The reason for the special meeting was to determine if Vero cell vaccines could be made safely. The reason for the safety issue was because of problems that had come up with the trivalent (three-strain) polio vaccine.
And the problems were serious: Too late -- meaning after they had already given this particular polio vaccine to countless numbers of people -- scientists discovered that it was possible for unknown, undetectable, cancer-causing viruses to tag along in the Vero cell culture. In this case, it was a cancer-causing type of virus called SV-40, which until the human vaccine was developed, was only found in monkeys.
As it turns out, Vero cells are sensitive to infection with several different types of viruses that are, or could be, made into vaccines, such as measles, rubella, polioviruses, influenza viruses, parainfluenza viruses, respiratory syncytial viruses, and vaccinia (pox viruses).
But they also are sensitive to SV-40, an animal carcinogen (cancer-causing) virus.
It took a few years, but SV-40 was later found in people with brain, bone and lung cancers.
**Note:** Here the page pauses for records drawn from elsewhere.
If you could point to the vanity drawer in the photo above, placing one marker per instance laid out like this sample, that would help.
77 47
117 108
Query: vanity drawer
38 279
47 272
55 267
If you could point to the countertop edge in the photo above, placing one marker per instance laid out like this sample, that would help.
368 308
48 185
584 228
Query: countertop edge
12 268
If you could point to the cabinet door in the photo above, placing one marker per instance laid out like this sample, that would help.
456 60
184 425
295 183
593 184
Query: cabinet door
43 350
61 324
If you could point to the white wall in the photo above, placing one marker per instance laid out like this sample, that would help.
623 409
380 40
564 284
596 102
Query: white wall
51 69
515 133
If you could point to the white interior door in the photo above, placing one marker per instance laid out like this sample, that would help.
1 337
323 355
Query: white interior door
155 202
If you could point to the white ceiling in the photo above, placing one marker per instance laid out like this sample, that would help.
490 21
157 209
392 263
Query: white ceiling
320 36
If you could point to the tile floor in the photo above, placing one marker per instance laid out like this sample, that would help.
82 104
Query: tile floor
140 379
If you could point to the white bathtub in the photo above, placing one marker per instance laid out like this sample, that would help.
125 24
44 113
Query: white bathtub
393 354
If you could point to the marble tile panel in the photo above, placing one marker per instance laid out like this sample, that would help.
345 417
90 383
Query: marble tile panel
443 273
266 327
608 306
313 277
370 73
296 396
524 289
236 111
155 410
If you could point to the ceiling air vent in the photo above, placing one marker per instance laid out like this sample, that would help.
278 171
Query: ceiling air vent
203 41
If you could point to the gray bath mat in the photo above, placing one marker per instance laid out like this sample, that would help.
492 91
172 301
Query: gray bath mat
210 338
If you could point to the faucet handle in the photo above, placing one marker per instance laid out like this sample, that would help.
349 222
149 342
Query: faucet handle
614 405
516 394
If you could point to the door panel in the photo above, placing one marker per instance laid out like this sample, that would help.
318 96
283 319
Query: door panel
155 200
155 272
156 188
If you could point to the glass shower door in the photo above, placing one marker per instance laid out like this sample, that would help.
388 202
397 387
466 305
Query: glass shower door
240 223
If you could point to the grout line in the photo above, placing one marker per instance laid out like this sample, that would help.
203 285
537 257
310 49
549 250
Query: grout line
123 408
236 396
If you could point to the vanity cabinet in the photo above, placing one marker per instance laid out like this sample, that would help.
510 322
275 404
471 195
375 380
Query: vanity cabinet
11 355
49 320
They were people who had been inoculated with Vero cell culture polio vaccine, a fact that was confirmed by the Institute of Medicine in 2002. You can read more about SV-40 and its cancer-causing potential on the SV-40 Foundation website.
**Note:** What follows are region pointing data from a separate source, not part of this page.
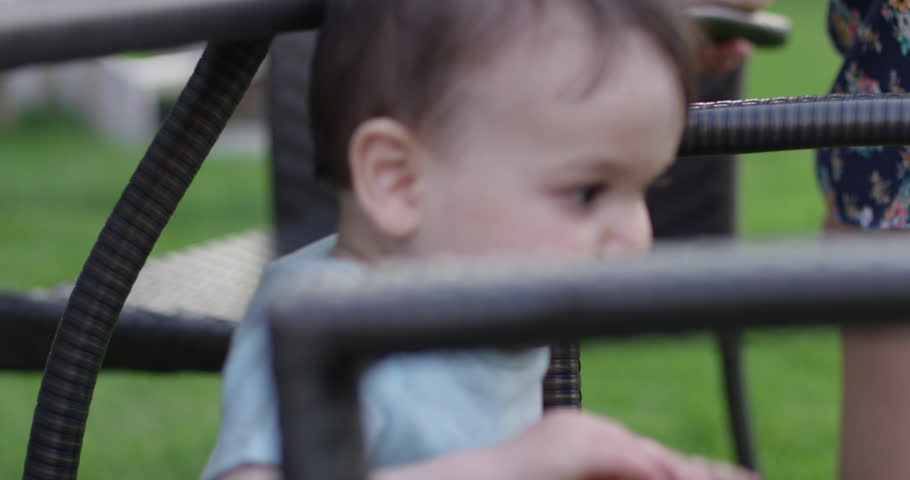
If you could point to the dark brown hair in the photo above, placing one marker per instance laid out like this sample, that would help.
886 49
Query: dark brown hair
400 58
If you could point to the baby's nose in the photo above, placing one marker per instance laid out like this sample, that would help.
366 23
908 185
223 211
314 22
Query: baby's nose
630 237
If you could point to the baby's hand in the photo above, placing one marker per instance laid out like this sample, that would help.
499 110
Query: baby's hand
573 445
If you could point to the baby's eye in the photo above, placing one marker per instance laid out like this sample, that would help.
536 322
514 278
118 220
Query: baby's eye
587 195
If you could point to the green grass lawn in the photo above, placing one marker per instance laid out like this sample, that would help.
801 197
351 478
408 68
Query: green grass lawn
58 183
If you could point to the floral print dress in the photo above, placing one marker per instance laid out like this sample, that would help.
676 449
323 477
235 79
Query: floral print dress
869 187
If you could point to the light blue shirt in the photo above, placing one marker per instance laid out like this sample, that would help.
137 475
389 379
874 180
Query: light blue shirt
415 405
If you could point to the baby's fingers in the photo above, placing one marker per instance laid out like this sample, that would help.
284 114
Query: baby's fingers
704 469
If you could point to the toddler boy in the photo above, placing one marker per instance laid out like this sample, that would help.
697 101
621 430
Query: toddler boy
474 128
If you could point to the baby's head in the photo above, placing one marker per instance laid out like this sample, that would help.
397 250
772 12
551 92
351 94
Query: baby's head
476 127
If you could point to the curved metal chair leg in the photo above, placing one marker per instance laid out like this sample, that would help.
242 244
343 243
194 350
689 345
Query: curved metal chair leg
729 344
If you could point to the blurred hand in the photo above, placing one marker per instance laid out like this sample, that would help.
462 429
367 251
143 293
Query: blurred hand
740 4
570 445
724 57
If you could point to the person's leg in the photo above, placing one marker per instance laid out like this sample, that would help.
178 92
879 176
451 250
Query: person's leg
875 424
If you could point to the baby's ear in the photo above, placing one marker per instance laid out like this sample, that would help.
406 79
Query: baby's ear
385 161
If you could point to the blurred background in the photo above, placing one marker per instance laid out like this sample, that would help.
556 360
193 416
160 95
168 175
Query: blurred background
70 137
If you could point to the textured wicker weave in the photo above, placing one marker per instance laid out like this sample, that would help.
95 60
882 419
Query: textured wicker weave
319 324
219 81
789 123
213 279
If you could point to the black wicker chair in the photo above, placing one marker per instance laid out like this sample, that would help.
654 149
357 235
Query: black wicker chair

But what is important here is what the scientists said:
“The discovery of this new virus, the vacuolating agent, represents the detection for the first time of a hitherto “non-detectable” simian virus of monkey renal cultures and raises the important question of the existence of other such viruses.”
Today, SV-40 is listed as a Class 2A human carcinogen.
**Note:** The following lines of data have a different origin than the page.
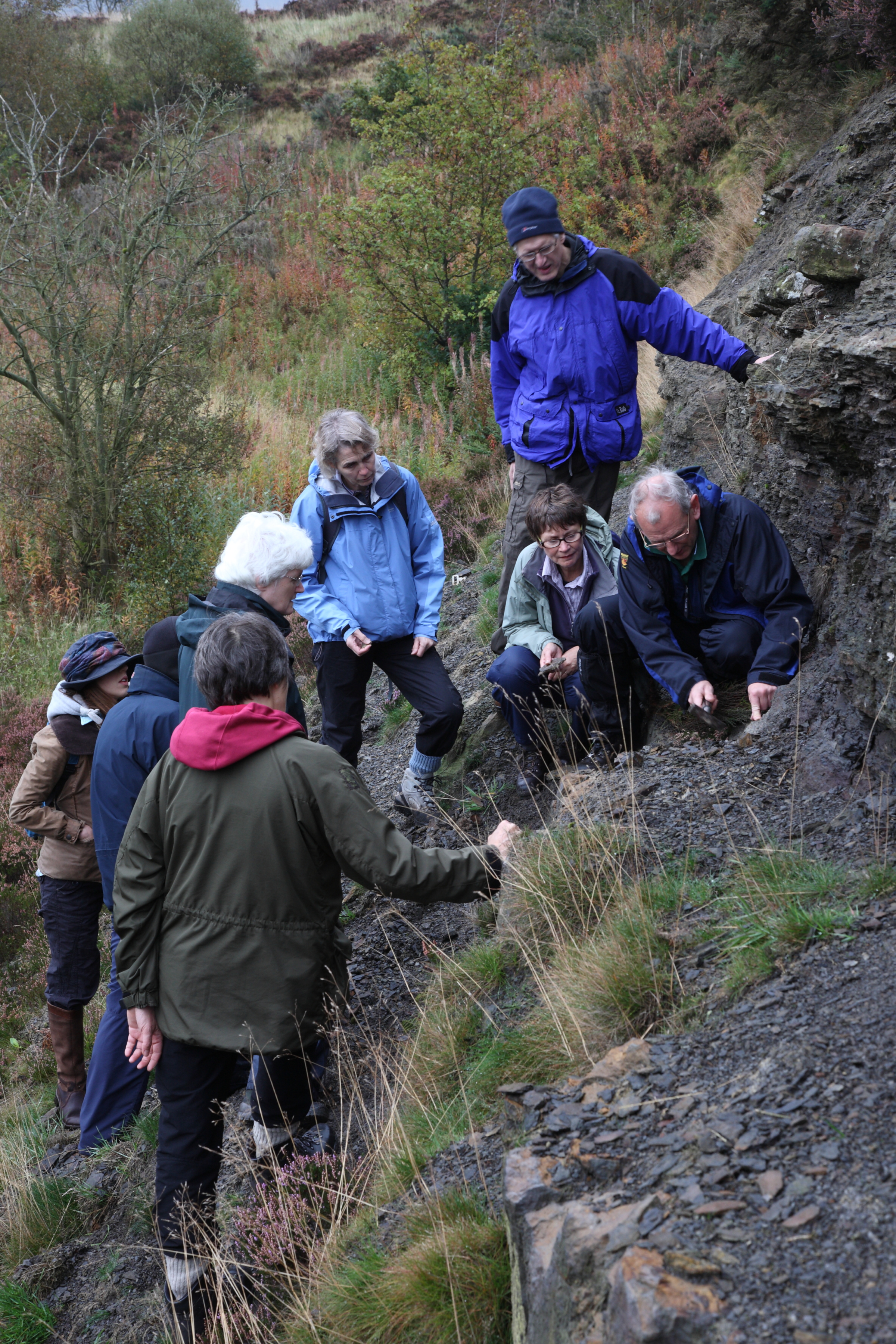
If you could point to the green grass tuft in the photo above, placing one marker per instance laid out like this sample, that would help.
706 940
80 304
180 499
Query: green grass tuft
394 718
23 1319
775 904
448 1280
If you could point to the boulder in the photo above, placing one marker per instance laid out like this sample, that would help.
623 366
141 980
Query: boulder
648 1304
561 1254
831 252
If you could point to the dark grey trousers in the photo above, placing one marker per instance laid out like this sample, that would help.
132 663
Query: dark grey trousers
597 488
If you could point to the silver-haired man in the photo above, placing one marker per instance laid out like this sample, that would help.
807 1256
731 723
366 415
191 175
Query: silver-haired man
709 591
373 596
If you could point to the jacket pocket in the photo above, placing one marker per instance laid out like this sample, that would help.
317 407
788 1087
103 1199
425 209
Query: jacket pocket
543 433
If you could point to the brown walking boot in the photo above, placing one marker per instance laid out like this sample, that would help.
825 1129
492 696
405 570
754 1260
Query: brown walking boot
68 1039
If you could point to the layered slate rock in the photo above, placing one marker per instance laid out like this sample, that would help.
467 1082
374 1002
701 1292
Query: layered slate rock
812 437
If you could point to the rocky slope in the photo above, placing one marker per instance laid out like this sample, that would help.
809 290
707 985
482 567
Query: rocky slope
727 1186
813 435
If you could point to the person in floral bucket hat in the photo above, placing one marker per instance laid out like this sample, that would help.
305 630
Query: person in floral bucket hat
53 803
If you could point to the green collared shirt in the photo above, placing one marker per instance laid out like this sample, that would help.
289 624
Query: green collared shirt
698 554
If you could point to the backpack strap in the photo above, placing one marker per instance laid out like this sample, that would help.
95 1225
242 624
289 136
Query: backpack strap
332 526
331 531
50 802
68 771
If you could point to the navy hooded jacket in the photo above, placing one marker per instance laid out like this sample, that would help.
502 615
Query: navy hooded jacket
565 355
747 573
199 615
132 741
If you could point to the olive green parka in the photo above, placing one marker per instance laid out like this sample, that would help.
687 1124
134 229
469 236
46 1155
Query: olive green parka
227 892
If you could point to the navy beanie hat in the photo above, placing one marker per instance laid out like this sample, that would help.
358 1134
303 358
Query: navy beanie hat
531 212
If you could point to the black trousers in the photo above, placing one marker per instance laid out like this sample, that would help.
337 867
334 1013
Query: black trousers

Here We Go, All Over Again
In its 2000 report on Vero Cell Cultures, the FDA discussed methods that scientists said they could, and would, use to prevent things like this from happening in the future.
Ironically, the drug companies’ rationale today for using Vero cells is that this type of technology supposedly provides a cleaner, more pure method of growing vaccine cells than the egg process method.
But is that a guarantee, particularly when you’re talking about a pharmaceutical company with such a long history of blunders, mistakes, and documented lack of safety and poor quality control like Baxter’s?
For the answer, we can look at what the Center for Infectious Disease Research and Policy (CIDRAP) said in 2008, when it was reviewing Baxter’s H5N1 bird flu vaccine, Celvapan (which contains the same extremely lethal virus that Baxter “accidentally” shipped out instead of the relatively benign H1N1 virus) ...
Although CIDRAP hailed Baxter’s H5N1 Vero cell culture process for its ability to boost immune responses with a shorter production time, CIDRAP also said this is “a combination that entails some risk.”
And the risk, CIDRAP said, is that “the virus might somehow escape.”
Did they say escape, as in perhaps being accidentally shipped in place of another virus that was hardly lethal at all, in comparison? Or was CIDRAP just accidentally being clairvoyant, seeing how that’s exactly what happened?
I won’t belabor the point by reminding you that, mistakes aside, Baxter will soon be asking you to trust it with its latest Vero cell culture vaccines for seasonal and H1N1 flu. But some questions still remain: First, did Baxter figure out what was causing the unusually high fevers in its European version of its new vaccine?
Or did the company just forge ahead in the US, without addressing those issues?
And second, given Baxter’s repetitive, blundering history with FDA recalls alone, just what assurance do you have that, even if Baxter has addressed the higher-than-expected side effects issues, that they aren’t still going to be a problem?
The answer is, you don’t have any assurance. All you have, really, are the examples that Baxter has already set. And you now have a better idea of what they are.